Il est raisonnable de penser que les biens qui ont le plus de rapport à ce que notre nature renferme de plus excellent, sont les plus capables de nous rendre heureux ; car la félicité & la perfection doivent aller d’un pas égal, puisqu’elles sont l’une & l’autre notre but.

Or la science & la sagesse sont des biens qui perfectionnent ce qu’il y a en nous de plus excellent, puisque l’entendement & la volonté sont des facultés beaucoup plus estimables que les sens.

Il est donc raisonnable de penser que l’on se rendra plus heureux par la connoissance & par la sagesse, que par les voluptés des sens.
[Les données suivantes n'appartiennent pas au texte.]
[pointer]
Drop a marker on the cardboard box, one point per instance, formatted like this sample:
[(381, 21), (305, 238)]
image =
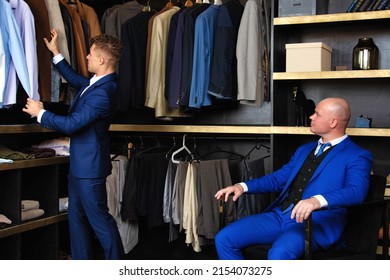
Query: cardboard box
[(289, 8), (308, 57)]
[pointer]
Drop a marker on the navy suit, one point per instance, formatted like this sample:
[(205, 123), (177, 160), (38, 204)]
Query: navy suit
[(87, 125), (342, 178)]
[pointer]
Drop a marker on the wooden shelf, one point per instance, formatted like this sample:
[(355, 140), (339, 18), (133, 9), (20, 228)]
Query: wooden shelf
[(323, 75), (381, 132), (378, 132), (33, 224), (328, 18), (34, 163), (191, 129), (22, 128)]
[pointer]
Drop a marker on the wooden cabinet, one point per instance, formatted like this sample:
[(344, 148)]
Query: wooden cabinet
[(367, 91), (44, 180)]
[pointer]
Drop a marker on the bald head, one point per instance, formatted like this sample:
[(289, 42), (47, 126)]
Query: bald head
[(331, 118), (338, 108)]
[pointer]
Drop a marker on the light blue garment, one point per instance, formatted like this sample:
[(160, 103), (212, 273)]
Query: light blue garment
[(203, 50), (13, 51), (2, 65)]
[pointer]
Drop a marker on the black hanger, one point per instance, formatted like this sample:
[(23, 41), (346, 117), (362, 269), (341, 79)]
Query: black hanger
[(174, 146), (218, 149), (182, 148), (257, 147)]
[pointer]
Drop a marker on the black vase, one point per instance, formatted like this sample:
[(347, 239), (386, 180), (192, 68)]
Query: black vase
[(365, 55)]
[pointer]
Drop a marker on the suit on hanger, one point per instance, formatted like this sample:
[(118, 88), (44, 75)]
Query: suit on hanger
[(87, 124)]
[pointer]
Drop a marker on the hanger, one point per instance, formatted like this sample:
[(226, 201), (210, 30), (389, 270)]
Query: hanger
[(156, 147), (169, 153), (169, 4), (147, 7), (188, 3), (183, 147), (218, 149), (256, 147)]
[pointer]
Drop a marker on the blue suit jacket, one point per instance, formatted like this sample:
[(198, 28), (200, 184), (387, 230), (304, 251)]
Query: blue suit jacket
[(342, 179), (87, 123)]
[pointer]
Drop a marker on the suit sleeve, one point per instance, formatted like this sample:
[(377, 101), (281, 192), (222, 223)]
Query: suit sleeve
[(95, 106)]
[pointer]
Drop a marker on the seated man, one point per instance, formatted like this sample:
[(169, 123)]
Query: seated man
[(332, 172)]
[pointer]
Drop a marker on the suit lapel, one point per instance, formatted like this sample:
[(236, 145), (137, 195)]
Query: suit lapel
[(98, 83), (332, 153)]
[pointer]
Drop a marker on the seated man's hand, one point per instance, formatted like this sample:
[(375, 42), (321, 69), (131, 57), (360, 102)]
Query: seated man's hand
[(303, 209)]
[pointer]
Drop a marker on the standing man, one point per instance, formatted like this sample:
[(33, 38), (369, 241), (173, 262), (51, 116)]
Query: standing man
[(331, 173), (87, 124)]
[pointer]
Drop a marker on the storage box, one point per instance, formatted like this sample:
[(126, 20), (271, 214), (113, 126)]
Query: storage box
[(302, 7), (308, 57)]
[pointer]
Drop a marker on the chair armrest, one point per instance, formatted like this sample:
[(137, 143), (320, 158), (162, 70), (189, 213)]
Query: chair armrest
[(385, 215)]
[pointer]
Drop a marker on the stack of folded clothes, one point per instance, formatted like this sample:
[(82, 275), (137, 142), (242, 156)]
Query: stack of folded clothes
[(4, 221), (31, 210)]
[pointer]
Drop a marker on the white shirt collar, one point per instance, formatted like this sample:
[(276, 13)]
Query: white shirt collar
[(334, 141)]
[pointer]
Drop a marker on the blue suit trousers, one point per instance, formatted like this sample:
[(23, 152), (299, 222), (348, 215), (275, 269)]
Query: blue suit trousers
[(286, 236), (88, 206)]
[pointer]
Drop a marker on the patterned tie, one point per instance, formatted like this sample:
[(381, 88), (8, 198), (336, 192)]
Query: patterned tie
[(322, 148)]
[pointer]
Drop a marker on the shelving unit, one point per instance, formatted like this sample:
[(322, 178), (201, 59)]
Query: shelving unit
[(41, 179), (368, 91)]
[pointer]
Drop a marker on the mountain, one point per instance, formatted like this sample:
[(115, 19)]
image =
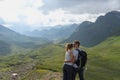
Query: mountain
[(10, 39), (59, 32), (91, 34), (103, 62)]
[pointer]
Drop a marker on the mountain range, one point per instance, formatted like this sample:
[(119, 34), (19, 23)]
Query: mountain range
[(10, 38), (93, 33), (58, 32)]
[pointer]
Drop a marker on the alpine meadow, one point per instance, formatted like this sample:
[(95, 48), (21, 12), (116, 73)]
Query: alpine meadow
[(33, 35)]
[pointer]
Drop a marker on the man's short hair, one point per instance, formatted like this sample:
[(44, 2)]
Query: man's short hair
[(77, 42)]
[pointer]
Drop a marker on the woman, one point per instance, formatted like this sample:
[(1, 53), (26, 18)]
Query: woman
[(68, 63)]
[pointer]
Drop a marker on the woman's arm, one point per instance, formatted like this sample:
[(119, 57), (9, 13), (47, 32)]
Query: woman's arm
[(72, 58)]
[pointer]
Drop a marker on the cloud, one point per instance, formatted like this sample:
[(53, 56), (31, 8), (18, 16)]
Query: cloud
[(37, 13), (82, 6)]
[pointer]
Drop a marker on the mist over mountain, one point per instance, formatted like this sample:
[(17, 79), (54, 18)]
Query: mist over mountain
[(59, 32), (91, 34), (10, 38)]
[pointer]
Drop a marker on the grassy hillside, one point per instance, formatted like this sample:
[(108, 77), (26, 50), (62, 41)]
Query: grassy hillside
[(103, 63), (44, 62)]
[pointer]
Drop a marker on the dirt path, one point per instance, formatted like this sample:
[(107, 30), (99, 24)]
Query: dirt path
[(53, 76)]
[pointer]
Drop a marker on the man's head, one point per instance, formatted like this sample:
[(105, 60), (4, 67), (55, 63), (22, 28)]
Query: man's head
[(76, 44)]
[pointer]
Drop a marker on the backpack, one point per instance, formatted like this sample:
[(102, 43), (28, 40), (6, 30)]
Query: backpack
[(82, 58)]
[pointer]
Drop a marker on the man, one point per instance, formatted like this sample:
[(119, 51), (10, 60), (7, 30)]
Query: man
[(81, 59)]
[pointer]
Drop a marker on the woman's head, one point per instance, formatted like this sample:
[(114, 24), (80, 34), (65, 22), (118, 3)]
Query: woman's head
[(68, 46)]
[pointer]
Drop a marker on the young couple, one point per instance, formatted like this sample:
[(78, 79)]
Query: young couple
[(75, 60)]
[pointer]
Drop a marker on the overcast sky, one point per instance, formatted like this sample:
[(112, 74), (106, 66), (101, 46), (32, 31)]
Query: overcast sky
[(37, 13)]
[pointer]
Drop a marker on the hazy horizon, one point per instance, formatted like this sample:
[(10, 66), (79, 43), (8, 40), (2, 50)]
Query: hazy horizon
[(24, 15)]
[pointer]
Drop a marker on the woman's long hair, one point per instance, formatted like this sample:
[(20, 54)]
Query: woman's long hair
[(68, 46)]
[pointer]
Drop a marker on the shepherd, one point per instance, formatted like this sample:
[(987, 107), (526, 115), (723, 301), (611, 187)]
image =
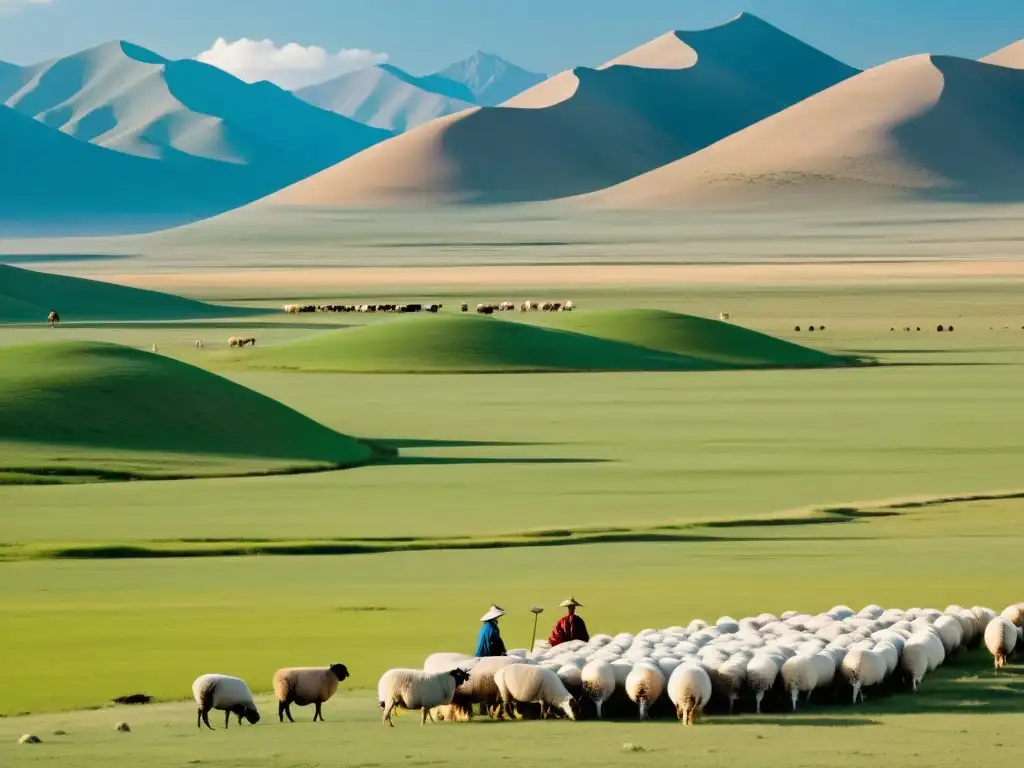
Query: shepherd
[(569, 627), (488, 642)]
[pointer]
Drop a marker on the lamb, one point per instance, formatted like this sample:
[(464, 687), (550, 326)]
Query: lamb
[(229, 694), (644, 685), (689, 690), (1014, 613), (863, 668), (761, 674), (523, 683), (306, 685), (913, 662), (800, 674), (1000, 639), (413, 689), (598, 683)]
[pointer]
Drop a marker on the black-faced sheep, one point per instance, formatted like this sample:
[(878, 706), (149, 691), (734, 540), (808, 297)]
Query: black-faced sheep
[(306, 685)]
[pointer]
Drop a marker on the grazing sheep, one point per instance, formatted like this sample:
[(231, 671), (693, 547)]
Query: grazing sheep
[(598, 683), (800, 674), (306, 685), (1000, 639), (863, 668), (761, 674), (223, 692), (913, 662), (413, 689), (689, 689), (1014, 613), (479, 689), (644, 685), (523, 683)]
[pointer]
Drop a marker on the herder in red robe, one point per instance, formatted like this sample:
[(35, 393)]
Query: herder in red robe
[(569, 627)]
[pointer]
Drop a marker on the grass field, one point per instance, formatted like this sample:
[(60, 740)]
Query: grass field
[(652, 497)]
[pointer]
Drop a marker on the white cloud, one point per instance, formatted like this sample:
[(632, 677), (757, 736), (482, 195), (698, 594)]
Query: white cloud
[(290, 66)]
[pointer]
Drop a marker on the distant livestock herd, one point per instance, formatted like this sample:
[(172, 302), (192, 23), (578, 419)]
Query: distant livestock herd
[(504, 306), (303, 308)]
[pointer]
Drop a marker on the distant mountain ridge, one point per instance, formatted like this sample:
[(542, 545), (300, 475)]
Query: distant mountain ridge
[(388, 97), (212, 141), (588, 129)]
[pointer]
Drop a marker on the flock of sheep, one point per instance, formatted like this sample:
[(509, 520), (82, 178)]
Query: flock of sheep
[(402, 308), (781, 659)]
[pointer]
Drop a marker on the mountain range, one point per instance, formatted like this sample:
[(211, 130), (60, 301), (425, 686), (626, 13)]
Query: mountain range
[(388, 97), (118, 138), (588, 128)]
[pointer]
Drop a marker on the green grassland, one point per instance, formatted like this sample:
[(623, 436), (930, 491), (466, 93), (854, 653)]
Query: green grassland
[(652, 497), (631, 340), (28, 296), (72, 410)]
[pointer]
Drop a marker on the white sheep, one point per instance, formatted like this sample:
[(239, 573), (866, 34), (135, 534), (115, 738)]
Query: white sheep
[(223, 692), (644, 685), (689, 689), (414, 689), (1000, 639), (306, 685), (522, 683), (761, 673), (800, 674), (1014, 613), (863, 668), (598, 683), (914, 660)]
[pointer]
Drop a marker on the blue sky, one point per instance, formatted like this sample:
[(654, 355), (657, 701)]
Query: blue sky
[(542, 35)]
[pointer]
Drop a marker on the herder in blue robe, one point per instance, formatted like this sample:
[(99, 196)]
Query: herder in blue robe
[(488, 642)]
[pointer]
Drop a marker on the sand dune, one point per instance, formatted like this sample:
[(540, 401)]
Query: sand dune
[(54, 183), (387, 97), (920, 127), (587, 129), (1012, 55), (127, 98)]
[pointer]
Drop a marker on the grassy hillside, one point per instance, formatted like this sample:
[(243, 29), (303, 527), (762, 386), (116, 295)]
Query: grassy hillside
[(714, 343), (27, 296), (65, 403), (459, 344), (622, 340)]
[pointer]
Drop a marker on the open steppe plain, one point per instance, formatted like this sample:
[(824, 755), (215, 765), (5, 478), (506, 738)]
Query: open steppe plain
[(653, 497)]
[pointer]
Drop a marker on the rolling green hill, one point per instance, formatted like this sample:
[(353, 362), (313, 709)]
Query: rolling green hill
[(624, 340), (458, 343), (28, 296), (717, 344), (96, 410)]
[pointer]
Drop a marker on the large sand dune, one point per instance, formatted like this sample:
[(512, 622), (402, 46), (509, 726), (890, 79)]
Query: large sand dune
[(931, 127), (1012, 55), (587, 129), (388, 97), (54, 183), (127, 98)]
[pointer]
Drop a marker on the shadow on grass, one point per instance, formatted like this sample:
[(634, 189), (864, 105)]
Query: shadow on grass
[(399, 443), (437, 461)]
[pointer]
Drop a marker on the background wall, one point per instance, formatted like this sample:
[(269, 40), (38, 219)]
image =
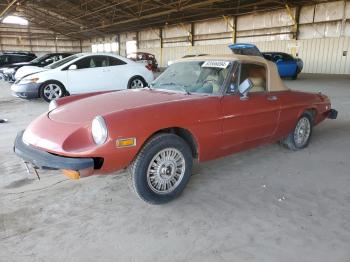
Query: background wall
[(34, 39), (318, 33)]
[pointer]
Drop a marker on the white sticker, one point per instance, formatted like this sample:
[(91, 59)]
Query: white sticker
[(217, 64)]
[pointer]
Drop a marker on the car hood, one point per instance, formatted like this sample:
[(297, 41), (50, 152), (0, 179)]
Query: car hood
[(18, 64), (28, 70), (84, 110)]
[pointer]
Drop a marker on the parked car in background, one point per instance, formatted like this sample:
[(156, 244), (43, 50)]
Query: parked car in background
[(287, 65), (245, 49), (199, 108), (83, 73), (10, 70), (145, 58), (9, 58), (186, 56)]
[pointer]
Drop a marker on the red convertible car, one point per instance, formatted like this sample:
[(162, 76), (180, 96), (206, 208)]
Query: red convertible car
[(199, 108)]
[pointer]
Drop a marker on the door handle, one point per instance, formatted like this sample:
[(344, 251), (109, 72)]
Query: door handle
[(272, 98)]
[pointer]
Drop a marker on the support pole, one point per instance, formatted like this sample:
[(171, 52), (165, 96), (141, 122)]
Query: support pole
[(161, 45)]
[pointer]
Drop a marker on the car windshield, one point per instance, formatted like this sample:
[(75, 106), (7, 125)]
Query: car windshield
[(63, 61), (41, 58), (204, 77)]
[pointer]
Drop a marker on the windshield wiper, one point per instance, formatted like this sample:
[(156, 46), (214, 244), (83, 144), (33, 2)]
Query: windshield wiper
[(182, 87)]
L’épicherême, dit-on, a un grand avantage ; c’est de ne point retarder l’impatience de l’homme, parce qu’elle prouve ses prémisses en les avançant : ce qui est court & très-agréable ; mais il ne s’agit pas ici d’agrément. Ou de si courtes preuves sont inutiles par l’évidence de la proposition, ou elles ne sont pas suffisantes pour la démontrer. L’épicherême de M. de Crousaz lui-même n’est peut-être pas trop solide ; mais qu’il le soit ou non, je dis que des preuves que l’on fait passer si rapidement devant l’esprit, ne sont guere propres qu’à l’ébloüir, au lieu de l’éclairer : ainsi l’usage de ce syllogisme irrégulier, qu’on nomme épicherême, n’est bon que pour former les récapitulations des orateurs, quand les principes d’où dépend leur conclusion, ont déjà été précédemment établis & prouvés par ordre. Article de M. le Chevalier de Jaucourt.